Not one to forgive and forget, Maria Sharapova is seeking Australian Open payback after confirming a US Open semi-final grudge match with world No.1 Victoria Azarenka.
Sharapova returned to Flushing Meadows on Thursday to complete a 3-6 6-3 6-4 quarter-final comeback win over 11th seed Marion Bartoli after trailing the Frenchwoman 4-0 and 30-15 when rain forced an overnight suspension.
As if on a mission, steely-eyed Sharapova wasted no time celebrating her 12th consecutive three-set triumph before taking aim at Azarenka for inflicting a humiliating defeat on her at Melbourne Park in January.
Azarenka belted the Russian 6-3 6-0 in the final of the season's opening grand slam and Sharapova made it clear that not even a 6-1 6-4 return beating of the Belarusian in Stuttgart in May was redemption enough.
"It's always tough to lose in that final stage of a grand slam. She beat me in Australia quite easily and I would love to get my revenge at a grand slam," Sharapova said.
Easier said than done, though.
Despite getting one back in Stuttgart, Sharapova still trails Azarenka 5-4 in their career series and acknowledged the challenge that lay ahead on Friday.
"She's had such a solid year this year, kind of her breakthrough in terms of winning the grand slam, being so solid, so consistent, being No.1 in the world for the first time," said Sharapova, who occupied top spot herself briefly after completing a rare grand slam set at Roland Garros in June.

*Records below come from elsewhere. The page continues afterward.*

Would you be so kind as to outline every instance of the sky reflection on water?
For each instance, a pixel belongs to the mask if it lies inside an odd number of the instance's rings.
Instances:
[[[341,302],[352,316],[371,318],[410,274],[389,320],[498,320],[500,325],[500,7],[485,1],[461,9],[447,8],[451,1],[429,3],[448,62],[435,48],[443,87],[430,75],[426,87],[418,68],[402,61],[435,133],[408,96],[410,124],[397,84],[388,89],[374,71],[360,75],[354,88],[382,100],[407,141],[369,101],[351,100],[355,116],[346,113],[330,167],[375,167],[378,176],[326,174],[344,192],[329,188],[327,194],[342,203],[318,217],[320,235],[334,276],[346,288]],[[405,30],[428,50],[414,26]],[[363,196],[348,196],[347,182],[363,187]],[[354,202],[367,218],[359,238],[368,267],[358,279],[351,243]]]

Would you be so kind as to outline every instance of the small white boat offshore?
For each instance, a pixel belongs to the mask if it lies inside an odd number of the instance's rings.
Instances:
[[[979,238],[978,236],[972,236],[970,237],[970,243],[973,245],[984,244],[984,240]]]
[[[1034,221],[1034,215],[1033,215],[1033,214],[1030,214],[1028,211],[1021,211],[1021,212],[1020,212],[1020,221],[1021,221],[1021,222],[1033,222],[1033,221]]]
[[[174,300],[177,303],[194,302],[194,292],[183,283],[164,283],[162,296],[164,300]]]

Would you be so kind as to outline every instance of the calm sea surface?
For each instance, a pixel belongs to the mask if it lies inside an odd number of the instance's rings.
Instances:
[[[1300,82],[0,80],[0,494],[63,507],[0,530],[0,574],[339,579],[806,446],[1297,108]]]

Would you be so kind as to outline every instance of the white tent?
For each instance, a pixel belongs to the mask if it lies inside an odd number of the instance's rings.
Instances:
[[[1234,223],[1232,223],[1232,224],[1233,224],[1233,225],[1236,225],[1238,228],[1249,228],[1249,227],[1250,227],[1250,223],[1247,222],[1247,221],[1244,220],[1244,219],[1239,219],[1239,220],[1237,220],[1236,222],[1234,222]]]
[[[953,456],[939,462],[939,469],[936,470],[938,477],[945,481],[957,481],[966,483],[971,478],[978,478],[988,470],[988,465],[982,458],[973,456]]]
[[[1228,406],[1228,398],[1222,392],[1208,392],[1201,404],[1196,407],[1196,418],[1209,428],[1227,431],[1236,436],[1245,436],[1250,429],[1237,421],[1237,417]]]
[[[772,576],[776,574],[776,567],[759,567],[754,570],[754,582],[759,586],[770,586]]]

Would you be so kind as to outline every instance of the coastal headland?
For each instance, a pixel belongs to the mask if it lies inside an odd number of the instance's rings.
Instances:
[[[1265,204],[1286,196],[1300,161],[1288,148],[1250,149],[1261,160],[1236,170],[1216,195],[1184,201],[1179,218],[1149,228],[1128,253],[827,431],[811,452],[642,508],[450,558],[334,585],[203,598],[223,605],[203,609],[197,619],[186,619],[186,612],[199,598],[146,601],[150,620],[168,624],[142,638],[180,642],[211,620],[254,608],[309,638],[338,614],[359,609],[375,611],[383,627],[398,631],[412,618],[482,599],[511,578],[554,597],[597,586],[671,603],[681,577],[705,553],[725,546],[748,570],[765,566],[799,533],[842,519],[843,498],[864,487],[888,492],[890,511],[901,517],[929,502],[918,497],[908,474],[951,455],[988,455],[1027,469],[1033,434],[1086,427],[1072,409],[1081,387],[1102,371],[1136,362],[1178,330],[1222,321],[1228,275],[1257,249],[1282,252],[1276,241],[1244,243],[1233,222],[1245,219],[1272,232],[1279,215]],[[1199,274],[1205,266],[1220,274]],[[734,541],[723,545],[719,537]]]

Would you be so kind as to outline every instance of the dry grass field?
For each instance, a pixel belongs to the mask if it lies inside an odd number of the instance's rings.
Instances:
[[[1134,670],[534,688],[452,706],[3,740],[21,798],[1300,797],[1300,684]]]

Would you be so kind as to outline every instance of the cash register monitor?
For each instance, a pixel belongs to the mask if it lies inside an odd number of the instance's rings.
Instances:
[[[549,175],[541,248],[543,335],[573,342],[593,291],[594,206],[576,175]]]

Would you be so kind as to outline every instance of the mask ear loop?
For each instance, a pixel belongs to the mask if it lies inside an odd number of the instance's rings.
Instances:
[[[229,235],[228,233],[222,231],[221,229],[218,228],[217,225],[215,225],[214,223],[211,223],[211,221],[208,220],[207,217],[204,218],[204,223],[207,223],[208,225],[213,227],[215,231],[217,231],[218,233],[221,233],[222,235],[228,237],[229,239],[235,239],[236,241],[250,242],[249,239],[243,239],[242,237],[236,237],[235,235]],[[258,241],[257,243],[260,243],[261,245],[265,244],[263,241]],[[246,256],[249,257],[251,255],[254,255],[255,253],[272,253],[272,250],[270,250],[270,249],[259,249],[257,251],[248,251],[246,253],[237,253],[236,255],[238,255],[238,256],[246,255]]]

Azarenka was on top of her game in her thrilling quarter-final victory over defending champion Samantha Stosur, but Sharapova believes she can expose chinks in the top seed's armour.
"There's not a lot I'd talk openly about," she said.
"She's a great returner, so you have to serve pretty good. She's aggressive. If you give her a good first ball, she likes to take advantage of that.
"She's been playing great tennis. I'm in the semi-finals for the first time since '06, so this is a great opportunity for the both of us."
An opportunity, in all likelihood, to try to stop the Serena Williams express.
The 14-times major champion - who owns dominant winning records over both her prospective final foes - ruined Ana Ivanovic's first grand slam quarter-final in four years with a 6-1 6-3 thumping of the Serb.
But while Williams' win was but a formality, Sharapova's was anything but after handing Bartoli a big start.
"It's not always a good feeling to come into a match to knowing that you're down 0-4," Sharapova said.
"It was a tough position to be in, but I'm just so thrilled to be in the semis here."
Sharapova last lost a three-setter 12 months ago, in New York to Flavia Pennetta.
"It's a great statistic," Sharapova said. "It shows that I enjoy the battle."
Azarenka acknowledged as much too.
"Maria is always one of these players that she will give it all no matter what the score is," the Belarusian said.
"She's always fighting and she's really tough mentally. It's going to be tough match no matter what. What do you expect differently in the semi-final of a grand slam?"